Kultur : Vierschanzentournee: Guter Rutsch!

Benedikt Voigt

Eigentlich kann Hans Ostler nicht verstehen, was so besonders sein soll an seinem Wohnzimmer. "Das ist ganz normal im bayerischen Stil eingerichtet", sagt der 76-Jährige über sein Heim. Ein Fernseher stehe dort, eine Sofagarnitur und ein Computer. "Der Computer ist mein Büro und meine Frau ist die Sekretärin", sagt Ostler und lacht. Vielleicht weil er es selber kurios findet, dass eine der erfolgreichsten Sportveranstaltungen Europas im Wohnzimmer eines 76-jährigen Rentners organisiert wird: die Vierschanzentournee der Skispringer. In diesem Jahr jährt sich die Vierschanzentournee zum 50. Mal. Genauso oft war auch der rührige Hans Ostler dabei, der in diesem Zeitraum vom Rennsekretär zum ehrenamtlichen Präsidenten der Tournee aufstieg. "Früher war es gemütlicher", sagt Hans Ostler. Was als eine kleine Veranstaltung für 50 Amateurspringer begann, entwickelte sich zu einem Millionengeschäft.

Zur Jubiläumstournee ist das Interesse an den Wettkämpfen in Oberstdorf, Garmisch-Partenkirchen, Innsbruck und Bischofshofen so groß wie nie zuvor. Über 500 schreibende Journalisten und 25 Fernsehanstalten berichten vom ersten Springen am Sonntag in Oberstdorf. Das Stadion an der Schattenbergschanze ist mit 18 000 Zuschauern seit November ausverkauft. Die Werbeeinnahmen der Tournee werden inzwischen auf insgesamt 4,1 Millionen Euro geschätzt.

Mit einem solchen Erfolg hatten die acht Gründungsväter der Vierschanzentournee nie gerechnet, als sie 1953 in Garmisch-Partenkirchen bei der Tourneepremiere die ersten Skispringer mit Mütze und Pullover über den Schanzentisch schickten. Sie hatten die Anreisekosten für die Skandinavier niedrig halten wollen, deshalb sollten gleich vier Springen in kurzer Zeit hintereinander stattfinden. Weil die Sportler damals noch allesamt Amateure waren, wählten der verstorbenen Tourneepräsident Putzi Pepeunig und seine Freunde den Termin zwischen dem 30. Dezember und dem 6. Januar als Zeitraum für ihre Veranstaltung. Er liegt in der Ferienzeit. Diese Wahl erwies sich schon bald als Glücksfall.

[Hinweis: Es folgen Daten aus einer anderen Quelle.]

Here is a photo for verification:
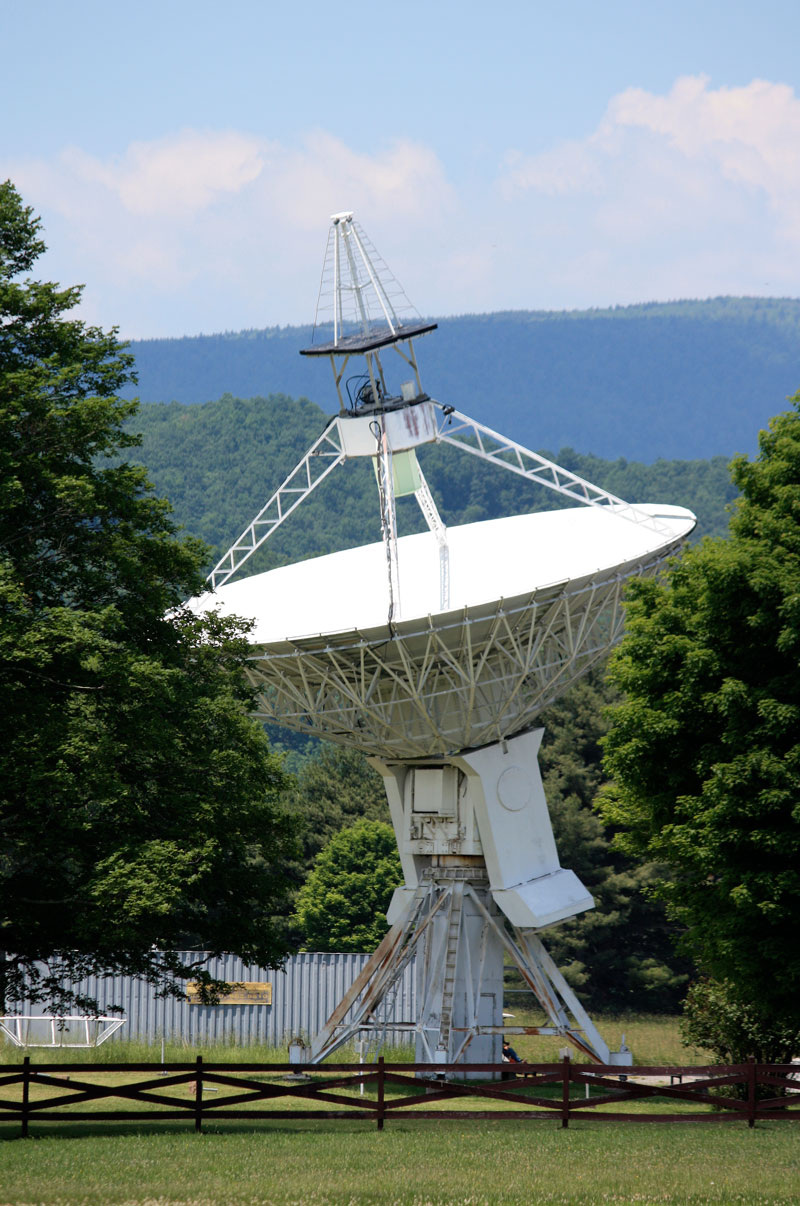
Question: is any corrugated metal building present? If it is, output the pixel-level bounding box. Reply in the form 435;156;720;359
10;952;416;1047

Vor allem das Neujahrsspringen in Garmisch-Partenkirchen am 1. Januar zieht seither die Massen an. Skispringen in Deutschland rückt damit an die beiden zuschauerträchtigsten Sportarten, Fußball und Formel 1, heran. Längst gehört es auch in nicht so sportbegeisterten Familien zur Tradition, am Neujahrstag nach dem Aufstehen das Skispringen in Garmisch-Partenkirchen einzuschalten. Neben dem günstigen Termin trägt auch die Sportart selber, zur großen Popularität der Vierschanzetournee bei. Skispringen ist eine exklusive Sportart, die nur von einigen wenigen Sportlern betrieben werden kann. Weil es einfach nicht ungefährlich ist, sich 120 Meter tief ins Tal zu stürzen. Man kann den Menschen nur beim Fliegen zusehen, mitmachen sollte man besser nicht. Das ist die Faszination des Skispringens.

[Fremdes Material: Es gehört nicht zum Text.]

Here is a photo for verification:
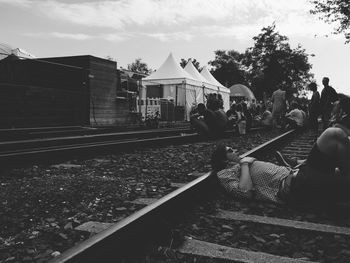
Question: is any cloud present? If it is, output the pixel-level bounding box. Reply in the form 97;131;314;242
22;32;131;42
0;0;290;29
0;0;342;41
49;32;93;40
145;32;194;42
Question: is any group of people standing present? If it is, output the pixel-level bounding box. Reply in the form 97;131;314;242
211;78;350;209
271;77;339;131
191;77;339;137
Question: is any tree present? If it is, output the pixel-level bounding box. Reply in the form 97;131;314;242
243;23;313;98
128;58;152;74
180;58;203;71
208;50;246;87
310;0;350;43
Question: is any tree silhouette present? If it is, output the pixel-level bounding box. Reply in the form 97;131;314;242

Die vier veranstaltenden Vereine sowie der deutsche und österreichische Skiverband machen damit ein gutes Geschäft. Insgesamt werden rund 90 000 Zuschauer ihr Geld in den vier Tourneeorten lassen. Allerdings sind die Veranstalter in den letzten Jahren vom Erfolg ein wenig überrollt worden. "Es kommt eine neue Zeit", sagt Tourneepräsident Hans Ostler, und es ist ihm anzumerken, dass ihm diese Entwicklung gar nicht zusagt.

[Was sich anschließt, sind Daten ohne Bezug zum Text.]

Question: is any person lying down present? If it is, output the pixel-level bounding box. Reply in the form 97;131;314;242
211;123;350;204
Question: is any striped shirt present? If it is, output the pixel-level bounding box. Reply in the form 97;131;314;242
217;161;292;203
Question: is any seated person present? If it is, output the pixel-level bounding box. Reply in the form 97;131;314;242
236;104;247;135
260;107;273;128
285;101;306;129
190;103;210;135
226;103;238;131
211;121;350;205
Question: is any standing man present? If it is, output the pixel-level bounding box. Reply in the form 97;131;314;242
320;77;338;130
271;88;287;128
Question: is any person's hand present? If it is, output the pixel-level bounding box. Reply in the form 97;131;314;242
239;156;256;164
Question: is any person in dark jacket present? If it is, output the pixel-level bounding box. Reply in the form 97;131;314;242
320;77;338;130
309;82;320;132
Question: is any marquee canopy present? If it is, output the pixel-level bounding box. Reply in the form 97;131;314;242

Früher sei es persönlicher gewesen, man sei nach den Springen noch im Gasthaus bei ein paar Bieren zusammengesessen. "Da hat man das noch genossen, nach dem Krieg hat es ja zunächst kein Vollbier gegeben", sagt der 76-Jährige. Doch, die vergangenen 48 Jahre seien eine schöne Zeit gewesen, die Reisen mit seiner Frau zu Kongressen nach Neuseeland und Australien. "Da kommt man ja sonst nicht hin." Aber jetzt sei es Zeit, dass ein Neuer kommt. Im Januar gibt Hans Ostler sein Präsidentenamt ab.